Sean Parker Just Gave $600 Million To Help Solve The World's Biggest Problems

Sean Parker Just Gave $600 Million To Help Solve The World's Biggest Problems
Sean Parker attends "Stand Up to Cancer" at the Shrine Auditorium on Friday, Sept. 7, 2012 in Los Angeles. The initiative aimed to raise funds to accelerate innovative cancer research by bringing new therapies to patients quickly. (Photo by John Shearer/Invision/AP)
Sean Parker attends "Stand Up to Cancer" at the Shrine Auditorium on Friday, Sept. 7, 2012 in Los Angeles. The initiative aimed to raise funds to accelerate innovative cancer research by bringing new therapies to patients quickly. (Photo by John Shearer/Invision/AP)

While it’s not unusual for tech billionaires to commit to philanthropic efforts these days, it would be tricky to find an analog for the approach being taken by former Facebook President Sean Parker with his newly announced foundation.

That’s because Parker is aiming to bring a “go big or go home” Silicon Valley-informed approach to his San Francisco-based Parker Foundation, which has been established through a $600 million gift from the Napster cofounder and Spotify board member.

The foundation will focus on three core areas where Parker thinks real progress can be made: civic engagement, global public health and life sciences. When the foundation identifies a program that shows promise in one of these areas, rather than waiting for a grant application to roll in, it will dive right in and spend big on that program.

An example of that approach is a $4.5 million grant that the foundation gave to the Global Health Group’s Malaria Elimination Initiative at the University of California, San Francisco, in an effort to arrive at effective and innovative approaches against the malaria-transmitting Anopheles mosquito that go beyond current approaches like netting or vaccines. Since roughly 584,000 people worldwide died of malaria in 2013, according to World Health Organization estimates, this could have a big impact.

The ultimate goal of the program, Parker told the San Francisco Chronicle, is the worldwide eradication of malaria, but he added that a more specific target in the near future would be to eliminate the disease within 20 years within a specific geographic area. Having such a defined goal, he said, avoids what he described as a more wasteful approach by charitable groups taking a more traditional approach to giving.

"I’m trying to preserve an entrepreneurial approach, which is to only give when I feel that there’s a solution that’s fully complete," Parker explained to the Chronicle of Philanthropy.

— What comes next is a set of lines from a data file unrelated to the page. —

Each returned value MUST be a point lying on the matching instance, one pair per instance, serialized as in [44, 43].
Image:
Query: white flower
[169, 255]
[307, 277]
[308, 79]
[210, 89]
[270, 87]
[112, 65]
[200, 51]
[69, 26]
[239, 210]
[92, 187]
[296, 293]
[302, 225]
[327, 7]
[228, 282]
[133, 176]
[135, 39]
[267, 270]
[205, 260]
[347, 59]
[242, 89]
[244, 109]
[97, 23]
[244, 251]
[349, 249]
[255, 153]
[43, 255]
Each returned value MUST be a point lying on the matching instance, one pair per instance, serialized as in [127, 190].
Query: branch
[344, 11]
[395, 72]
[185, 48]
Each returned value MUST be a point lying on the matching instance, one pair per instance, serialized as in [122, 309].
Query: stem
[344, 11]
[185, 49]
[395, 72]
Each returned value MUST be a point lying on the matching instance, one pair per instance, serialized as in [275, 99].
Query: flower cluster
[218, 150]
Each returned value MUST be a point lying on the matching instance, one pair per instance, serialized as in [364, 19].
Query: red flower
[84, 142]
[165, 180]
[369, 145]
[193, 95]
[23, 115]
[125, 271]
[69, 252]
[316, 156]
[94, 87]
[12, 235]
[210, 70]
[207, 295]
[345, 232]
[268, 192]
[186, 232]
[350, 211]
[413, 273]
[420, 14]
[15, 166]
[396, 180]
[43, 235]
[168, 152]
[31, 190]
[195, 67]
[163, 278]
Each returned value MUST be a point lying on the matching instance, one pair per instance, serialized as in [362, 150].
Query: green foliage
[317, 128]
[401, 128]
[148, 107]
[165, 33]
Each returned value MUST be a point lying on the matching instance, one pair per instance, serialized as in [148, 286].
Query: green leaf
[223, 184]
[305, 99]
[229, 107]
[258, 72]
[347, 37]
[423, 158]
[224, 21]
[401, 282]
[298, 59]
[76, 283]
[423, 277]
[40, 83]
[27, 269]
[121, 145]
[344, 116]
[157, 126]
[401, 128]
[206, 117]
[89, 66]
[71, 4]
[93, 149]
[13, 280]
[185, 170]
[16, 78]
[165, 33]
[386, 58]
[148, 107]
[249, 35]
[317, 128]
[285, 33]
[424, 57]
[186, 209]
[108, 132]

The “going big” doesn't stop there. In addition, as Parker explained to Katie Couric in a Yahoo video on Wednesday, the Parker Foundation will also be focusing on funding for cancer immunotherapy and allergy research, two areas the venture capitalist has previously made significant donations toward.

Though TechCrunch noted Parker is only one of a few tech entrepreneurs giving at such a high level, Parker believes his foundation’s model of philanthropy, one more familiar to the startup world, could help attract others like him to follow in his footsteps.